Hundreds of demonstrators gathered outside a Hong Kong courthouse March 1 holding banners and shouting slogans in defiance of Beijing’s tightening crackdown on political space for working people. Forty-seven prominent protest leaders and opposition politicians faced charges filed under draconian “national security” laws imposed last June.
Signs read, “Release all political prisoners!” and “Regain HK, revolution of our times!” Police charged all 47 with “conspiracy to commit subversion.”
The arrests followed mass demonstrations against assaults on political rights, as the government in Beijing has bolstered its domination over Hong Kong. The former British colony was returned to China in 1997, and Beijing had promised “gradual and orderly progress” toward direct elections for the territory’s legislature and chief executive.
Xia Baolong, Beijing’s Hong Kong overseer, called for “severe punishment” for Joshua Wong, a former student leader, and two other protesters. Under the security law imposed by Chinese authorities, sentences include life in prison.
The 47 were charged with organizing a primary selection of candidates with the best chance of winning in the district council elections.
Candidates backing Beijing were soundly defeated in those elections, alarming the ruling party. Only half of the 70 seats are popularly elected, the rest are chosen by top business and professional groups that overwhelmingly support the Chinese government.
China’s annual National People’s Congress began March 5. Vice Chairman Wang Chen announced it would adopt a new electoral system for Hong Kong that would further limit direct elections, ensuring only true Chinese “patriots” would serve.
Pro-Beijing Hong Kong legislator Martin Liao unwittingly spoke the truth March 6 — that Beijing’s “reforms” are to prevent a “dictatorship of the majority.”

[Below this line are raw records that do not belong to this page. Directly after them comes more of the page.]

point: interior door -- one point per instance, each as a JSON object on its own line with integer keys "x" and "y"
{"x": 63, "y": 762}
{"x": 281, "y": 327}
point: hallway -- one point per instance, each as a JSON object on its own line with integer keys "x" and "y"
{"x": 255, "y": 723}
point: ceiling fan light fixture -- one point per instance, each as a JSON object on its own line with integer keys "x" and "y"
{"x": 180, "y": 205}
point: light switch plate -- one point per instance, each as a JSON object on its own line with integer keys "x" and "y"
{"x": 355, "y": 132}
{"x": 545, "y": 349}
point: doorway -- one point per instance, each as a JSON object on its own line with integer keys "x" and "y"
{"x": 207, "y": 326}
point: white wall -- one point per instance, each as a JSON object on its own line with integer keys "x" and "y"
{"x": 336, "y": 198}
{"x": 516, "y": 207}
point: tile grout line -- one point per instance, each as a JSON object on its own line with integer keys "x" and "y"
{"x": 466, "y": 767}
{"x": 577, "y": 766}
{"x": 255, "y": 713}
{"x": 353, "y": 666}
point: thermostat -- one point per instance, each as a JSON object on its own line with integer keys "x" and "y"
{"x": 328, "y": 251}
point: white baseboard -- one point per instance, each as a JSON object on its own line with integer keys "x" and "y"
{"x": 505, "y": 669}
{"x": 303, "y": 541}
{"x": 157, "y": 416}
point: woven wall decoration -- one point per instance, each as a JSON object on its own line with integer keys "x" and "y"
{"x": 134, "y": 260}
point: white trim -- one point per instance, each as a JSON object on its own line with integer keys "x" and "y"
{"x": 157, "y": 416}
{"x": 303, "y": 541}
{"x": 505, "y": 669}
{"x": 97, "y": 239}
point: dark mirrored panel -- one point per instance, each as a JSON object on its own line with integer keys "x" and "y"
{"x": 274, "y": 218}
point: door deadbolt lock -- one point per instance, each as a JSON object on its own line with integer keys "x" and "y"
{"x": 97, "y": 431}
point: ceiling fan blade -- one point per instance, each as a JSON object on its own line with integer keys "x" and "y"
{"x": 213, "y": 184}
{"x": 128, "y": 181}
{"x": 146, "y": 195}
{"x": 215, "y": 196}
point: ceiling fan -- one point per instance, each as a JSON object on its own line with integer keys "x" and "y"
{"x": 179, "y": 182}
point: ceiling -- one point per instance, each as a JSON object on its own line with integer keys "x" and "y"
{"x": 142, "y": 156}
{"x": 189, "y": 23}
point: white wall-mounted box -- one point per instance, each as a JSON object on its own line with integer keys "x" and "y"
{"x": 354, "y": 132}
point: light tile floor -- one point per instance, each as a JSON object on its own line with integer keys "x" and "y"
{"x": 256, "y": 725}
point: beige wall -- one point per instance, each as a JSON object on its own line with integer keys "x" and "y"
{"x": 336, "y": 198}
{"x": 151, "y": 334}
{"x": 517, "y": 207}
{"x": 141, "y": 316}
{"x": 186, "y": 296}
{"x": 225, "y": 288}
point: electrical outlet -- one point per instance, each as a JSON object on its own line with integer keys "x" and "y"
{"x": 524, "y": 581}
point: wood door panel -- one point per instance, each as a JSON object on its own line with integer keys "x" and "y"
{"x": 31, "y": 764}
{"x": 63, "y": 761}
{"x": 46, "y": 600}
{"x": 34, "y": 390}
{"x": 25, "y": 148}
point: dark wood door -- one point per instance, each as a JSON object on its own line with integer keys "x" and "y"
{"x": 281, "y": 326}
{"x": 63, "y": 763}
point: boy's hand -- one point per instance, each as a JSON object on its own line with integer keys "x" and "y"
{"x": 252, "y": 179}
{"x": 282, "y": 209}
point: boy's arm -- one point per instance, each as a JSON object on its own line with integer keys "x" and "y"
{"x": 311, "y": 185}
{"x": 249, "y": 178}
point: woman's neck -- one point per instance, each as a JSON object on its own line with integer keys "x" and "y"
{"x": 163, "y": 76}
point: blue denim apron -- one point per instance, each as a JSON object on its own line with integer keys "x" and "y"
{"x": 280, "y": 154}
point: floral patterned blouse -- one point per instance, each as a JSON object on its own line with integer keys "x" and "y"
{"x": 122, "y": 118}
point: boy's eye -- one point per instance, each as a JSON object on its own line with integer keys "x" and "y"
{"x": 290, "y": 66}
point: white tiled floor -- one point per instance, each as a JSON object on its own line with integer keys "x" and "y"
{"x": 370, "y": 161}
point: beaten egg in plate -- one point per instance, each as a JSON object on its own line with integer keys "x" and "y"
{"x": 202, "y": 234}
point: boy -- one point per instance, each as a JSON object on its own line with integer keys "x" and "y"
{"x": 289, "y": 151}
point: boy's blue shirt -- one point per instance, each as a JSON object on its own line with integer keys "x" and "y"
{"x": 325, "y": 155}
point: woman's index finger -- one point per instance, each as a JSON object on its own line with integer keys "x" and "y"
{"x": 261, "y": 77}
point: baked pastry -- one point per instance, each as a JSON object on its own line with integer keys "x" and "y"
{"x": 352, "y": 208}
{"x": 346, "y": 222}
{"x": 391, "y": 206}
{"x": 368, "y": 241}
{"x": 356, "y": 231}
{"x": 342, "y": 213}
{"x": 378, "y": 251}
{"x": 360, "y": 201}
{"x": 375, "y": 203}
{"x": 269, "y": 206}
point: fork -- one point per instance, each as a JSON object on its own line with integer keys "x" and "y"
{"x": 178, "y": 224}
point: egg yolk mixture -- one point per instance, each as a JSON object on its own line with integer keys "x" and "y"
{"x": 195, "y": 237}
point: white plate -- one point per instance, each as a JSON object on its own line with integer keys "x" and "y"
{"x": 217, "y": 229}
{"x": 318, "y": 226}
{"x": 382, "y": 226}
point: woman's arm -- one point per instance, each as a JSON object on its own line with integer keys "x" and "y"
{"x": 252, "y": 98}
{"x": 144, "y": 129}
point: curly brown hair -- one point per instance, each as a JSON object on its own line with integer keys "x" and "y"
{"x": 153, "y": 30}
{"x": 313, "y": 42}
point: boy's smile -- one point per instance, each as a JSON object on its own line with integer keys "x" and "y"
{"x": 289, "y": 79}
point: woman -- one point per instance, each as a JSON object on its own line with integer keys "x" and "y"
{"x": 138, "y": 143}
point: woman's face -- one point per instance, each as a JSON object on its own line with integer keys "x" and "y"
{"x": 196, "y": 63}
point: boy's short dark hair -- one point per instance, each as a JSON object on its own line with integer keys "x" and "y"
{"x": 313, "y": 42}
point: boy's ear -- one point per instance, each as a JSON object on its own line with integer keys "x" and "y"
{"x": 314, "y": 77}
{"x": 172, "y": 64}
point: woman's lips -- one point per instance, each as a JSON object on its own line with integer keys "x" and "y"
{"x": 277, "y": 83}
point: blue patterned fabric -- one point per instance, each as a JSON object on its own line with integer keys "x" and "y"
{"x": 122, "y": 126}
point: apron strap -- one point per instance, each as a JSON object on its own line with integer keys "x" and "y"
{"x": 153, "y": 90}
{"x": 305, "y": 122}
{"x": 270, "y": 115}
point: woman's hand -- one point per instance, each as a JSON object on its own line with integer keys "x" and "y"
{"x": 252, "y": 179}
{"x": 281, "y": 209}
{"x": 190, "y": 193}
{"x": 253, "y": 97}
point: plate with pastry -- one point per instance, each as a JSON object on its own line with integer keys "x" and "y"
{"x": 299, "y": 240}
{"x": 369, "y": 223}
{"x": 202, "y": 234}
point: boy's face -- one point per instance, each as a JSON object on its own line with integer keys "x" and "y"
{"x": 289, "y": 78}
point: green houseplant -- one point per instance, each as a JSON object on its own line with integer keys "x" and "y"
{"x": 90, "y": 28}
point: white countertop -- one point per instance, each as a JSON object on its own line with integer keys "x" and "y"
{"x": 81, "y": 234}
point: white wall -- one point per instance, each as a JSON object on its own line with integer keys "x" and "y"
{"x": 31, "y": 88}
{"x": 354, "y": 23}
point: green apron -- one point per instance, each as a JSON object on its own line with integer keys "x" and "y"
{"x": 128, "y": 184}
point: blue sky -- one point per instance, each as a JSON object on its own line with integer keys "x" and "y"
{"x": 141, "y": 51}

The last time so many protesters were charged with subversion in China was in the wake of Beijing’s brutal crushing of the 1989 Tiananmen Square protests.
In the past two years, over 10,000 people have been detained, while others have fled overseas. Many public sector workers have been dismissed or forced to swear loyalty oaths to Beijing.
The regime in Beijing also fears the effects of the Hong Kong protests on the massive working class and peasantry on the mainland.